On the subgroups of semihyperbolic groups

Martin R. Bridson

Preprint 2000 (revised and expanded from June 1997 preprint), in Monographie de L'Enseignement Math\'ematique, vol 38 (2001), 85--111

If a group $G$ acts properly and cocompactly by isometries on a simply-connected space of non-positive curvature then one can say a great deal about the structure of $G$. Some of the most significant properties of the groups $G$ that admit these cocompact actions are inherited by subgroups $\G\subset G$, but many others are not. Thus, given a compact non-positively curved space $X$, we investigate the subgroups $\G\subset\pi_1X$ and ask under what circumstances one can deduce that $\G$ is the fundamental group of a {\em compact} non-positively curved space. For manifolds of dimension $\le 3$ and complexes of dimension $\le 2$ it is shown that the finite presentability of a subgroup is sufficient to guarantee the existence of a cocompact action. In higher dimensions one encounters more subtle obstructions, for example higher finiteness conditions, the complexity of decision problems in the subgroup, and the structure of centralizers.
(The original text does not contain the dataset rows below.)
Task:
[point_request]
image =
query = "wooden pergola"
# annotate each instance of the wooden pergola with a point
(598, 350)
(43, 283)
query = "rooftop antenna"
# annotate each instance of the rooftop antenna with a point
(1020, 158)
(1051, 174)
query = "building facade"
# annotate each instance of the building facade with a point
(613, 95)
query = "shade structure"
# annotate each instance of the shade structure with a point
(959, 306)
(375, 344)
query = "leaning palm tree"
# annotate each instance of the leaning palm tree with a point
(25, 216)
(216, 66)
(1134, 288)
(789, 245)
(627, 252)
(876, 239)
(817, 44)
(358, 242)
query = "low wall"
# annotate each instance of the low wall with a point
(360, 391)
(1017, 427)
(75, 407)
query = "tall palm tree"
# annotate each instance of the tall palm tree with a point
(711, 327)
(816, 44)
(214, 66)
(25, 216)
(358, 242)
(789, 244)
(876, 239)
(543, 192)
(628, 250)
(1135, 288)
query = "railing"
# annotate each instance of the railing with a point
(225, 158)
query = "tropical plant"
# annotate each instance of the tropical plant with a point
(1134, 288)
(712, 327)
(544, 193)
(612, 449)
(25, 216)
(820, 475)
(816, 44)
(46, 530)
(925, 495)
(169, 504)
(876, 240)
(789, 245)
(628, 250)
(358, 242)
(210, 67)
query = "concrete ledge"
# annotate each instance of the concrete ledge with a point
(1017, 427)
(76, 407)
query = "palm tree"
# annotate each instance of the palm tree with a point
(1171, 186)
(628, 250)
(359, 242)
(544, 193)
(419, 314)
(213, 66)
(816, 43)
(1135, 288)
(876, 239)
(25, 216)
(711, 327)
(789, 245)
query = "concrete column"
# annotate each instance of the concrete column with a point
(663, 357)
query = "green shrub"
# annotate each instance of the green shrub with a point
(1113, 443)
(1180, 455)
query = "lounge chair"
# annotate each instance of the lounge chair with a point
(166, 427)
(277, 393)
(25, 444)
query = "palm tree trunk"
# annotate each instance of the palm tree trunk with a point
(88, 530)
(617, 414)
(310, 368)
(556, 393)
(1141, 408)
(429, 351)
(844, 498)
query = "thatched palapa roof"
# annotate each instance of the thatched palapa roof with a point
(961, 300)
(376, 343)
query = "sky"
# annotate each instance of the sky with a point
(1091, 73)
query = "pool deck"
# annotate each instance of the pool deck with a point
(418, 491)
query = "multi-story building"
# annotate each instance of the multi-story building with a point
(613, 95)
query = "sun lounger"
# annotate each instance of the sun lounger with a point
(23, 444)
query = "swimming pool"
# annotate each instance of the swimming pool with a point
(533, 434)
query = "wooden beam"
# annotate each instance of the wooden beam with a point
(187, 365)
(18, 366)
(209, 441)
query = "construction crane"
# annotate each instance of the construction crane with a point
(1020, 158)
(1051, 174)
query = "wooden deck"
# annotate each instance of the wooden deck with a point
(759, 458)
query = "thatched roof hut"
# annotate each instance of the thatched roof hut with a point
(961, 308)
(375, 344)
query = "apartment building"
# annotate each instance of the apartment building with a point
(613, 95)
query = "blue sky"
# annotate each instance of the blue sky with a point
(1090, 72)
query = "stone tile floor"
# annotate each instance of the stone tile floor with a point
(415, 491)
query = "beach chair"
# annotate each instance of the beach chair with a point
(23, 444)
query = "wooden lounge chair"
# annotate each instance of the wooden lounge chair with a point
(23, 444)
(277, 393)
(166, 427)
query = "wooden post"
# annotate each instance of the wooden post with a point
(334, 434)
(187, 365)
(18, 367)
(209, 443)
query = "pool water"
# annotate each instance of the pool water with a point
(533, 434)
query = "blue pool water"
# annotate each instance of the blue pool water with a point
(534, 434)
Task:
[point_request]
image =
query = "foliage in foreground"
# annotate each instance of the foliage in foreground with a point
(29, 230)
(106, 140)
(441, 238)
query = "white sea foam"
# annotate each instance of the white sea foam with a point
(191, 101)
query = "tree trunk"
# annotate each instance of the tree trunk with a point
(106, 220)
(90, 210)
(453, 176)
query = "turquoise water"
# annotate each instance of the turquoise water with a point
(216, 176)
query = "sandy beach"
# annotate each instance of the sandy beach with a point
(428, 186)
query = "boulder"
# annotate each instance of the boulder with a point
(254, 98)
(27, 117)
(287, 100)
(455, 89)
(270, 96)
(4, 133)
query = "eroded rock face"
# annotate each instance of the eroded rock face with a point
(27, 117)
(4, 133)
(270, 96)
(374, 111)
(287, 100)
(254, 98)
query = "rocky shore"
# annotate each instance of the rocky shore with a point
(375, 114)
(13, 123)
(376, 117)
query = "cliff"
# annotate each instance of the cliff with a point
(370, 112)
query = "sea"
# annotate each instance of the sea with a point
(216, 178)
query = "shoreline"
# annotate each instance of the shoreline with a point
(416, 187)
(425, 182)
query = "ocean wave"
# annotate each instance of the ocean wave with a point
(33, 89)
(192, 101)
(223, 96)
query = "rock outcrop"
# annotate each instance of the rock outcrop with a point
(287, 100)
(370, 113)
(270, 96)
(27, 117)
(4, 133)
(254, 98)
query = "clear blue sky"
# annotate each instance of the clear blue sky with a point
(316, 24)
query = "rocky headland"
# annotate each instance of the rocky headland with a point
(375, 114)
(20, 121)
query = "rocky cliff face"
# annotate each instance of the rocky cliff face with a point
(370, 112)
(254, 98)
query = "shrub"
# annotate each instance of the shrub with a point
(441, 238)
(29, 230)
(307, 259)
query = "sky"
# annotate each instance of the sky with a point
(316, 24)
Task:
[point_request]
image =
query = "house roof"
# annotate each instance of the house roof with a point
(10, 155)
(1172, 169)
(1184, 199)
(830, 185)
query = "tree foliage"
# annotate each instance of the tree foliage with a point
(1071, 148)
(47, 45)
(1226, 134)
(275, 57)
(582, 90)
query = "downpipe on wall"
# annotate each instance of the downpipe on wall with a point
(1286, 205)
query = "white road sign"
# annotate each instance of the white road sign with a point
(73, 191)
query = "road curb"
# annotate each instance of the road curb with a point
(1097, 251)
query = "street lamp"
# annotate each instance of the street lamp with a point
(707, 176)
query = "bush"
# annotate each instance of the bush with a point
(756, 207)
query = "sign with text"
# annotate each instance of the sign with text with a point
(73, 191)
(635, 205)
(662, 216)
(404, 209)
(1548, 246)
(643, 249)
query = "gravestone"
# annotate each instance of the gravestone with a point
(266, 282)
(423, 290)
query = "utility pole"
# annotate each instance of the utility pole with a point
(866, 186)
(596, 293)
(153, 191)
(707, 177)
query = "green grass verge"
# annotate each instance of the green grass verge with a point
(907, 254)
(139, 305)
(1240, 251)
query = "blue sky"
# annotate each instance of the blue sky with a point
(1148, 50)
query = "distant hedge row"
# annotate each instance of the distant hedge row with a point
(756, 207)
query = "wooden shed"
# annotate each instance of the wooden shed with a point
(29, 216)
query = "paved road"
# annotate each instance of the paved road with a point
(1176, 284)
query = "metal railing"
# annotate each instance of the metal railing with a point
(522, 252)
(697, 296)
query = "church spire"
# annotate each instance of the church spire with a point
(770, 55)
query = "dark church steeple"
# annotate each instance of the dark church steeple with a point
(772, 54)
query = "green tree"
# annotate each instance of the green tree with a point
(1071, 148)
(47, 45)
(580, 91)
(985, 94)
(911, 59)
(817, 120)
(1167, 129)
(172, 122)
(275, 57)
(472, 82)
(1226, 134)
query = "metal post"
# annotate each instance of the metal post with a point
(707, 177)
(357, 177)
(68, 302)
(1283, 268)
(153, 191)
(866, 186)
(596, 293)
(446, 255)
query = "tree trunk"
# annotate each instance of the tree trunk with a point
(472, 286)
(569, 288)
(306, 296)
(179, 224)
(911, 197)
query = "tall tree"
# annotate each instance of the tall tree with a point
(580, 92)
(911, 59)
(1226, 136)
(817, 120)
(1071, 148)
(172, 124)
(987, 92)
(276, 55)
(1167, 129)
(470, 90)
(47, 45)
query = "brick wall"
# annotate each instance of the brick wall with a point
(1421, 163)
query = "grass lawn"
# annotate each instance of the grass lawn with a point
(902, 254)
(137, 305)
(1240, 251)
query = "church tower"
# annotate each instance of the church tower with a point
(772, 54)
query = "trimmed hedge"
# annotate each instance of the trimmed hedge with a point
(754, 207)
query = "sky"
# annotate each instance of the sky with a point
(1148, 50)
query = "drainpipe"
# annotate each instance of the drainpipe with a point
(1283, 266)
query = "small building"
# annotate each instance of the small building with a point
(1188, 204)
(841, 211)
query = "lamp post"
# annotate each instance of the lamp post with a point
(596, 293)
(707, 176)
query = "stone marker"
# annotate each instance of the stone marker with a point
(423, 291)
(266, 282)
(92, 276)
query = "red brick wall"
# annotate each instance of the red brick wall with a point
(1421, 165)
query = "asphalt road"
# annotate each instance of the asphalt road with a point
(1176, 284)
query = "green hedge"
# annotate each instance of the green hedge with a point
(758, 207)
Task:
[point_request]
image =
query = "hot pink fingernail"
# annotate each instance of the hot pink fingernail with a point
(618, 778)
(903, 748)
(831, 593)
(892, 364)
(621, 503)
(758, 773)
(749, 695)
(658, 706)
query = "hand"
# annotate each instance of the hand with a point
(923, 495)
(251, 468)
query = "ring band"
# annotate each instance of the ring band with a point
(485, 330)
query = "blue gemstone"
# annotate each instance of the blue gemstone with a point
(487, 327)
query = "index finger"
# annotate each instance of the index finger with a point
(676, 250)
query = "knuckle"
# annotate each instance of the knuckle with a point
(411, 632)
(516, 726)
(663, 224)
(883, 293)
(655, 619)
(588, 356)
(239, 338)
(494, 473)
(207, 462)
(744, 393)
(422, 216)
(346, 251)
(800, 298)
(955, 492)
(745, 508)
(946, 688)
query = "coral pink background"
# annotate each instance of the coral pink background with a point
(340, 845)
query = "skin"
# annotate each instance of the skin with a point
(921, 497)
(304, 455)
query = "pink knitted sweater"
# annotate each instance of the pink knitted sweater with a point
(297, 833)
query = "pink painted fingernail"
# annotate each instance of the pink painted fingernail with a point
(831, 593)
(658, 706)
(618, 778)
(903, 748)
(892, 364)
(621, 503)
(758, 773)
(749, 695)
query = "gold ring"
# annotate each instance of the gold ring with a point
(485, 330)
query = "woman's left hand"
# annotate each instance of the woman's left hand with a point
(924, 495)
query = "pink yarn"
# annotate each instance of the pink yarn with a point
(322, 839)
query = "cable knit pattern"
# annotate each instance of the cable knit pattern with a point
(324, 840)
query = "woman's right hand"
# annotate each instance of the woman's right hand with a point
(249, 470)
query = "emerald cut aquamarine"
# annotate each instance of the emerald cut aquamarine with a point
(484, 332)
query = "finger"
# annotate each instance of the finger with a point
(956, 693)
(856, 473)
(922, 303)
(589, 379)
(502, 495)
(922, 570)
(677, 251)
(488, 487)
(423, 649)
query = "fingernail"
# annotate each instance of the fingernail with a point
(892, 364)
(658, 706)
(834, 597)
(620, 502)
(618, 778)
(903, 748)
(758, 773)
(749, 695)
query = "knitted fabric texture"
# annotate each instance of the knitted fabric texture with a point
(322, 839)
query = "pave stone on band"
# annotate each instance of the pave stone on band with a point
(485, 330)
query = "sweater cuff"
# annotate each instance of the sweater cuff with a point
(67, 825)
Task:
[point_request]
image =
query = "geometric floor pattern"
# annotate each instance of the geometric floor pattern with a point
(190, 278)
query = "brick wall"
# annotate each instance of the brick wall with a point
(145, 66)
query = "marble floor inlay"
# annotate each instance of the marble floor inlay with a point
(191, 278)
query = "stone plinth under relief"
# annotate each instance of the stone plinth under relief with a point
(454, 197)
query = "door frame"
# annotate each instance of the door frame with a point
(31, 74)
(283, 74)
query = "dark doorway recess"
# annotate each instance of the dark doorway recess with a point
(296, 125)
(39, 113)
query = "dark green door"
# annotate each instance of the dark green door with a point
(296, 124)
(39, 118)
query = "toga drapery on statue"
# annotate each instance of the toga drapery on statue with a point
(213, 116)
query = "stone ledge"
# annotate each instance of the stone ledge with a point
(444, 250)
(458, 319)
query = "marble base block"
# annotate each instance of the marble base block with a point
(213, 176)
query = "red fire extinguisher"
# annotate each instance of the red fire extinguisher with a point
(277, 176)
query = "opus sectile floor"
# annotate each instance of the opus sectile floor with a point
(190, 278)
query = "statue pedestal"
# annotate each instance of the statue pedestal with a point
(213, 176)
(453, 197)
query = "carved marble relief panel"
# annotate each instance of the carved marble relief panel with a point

We prove some general results concerning decision problems and use them to investigate certain closed non-positively curved manifolds $M$ and subgroups $\G\subset \pi_1M$ that arise as the fundamental groups of closed aspherical submanifolds $N_\G\subset M$; these subgroups $\G$ enjoy properties reminiscent of semihyperbolic groups but they are not semihyperbolic.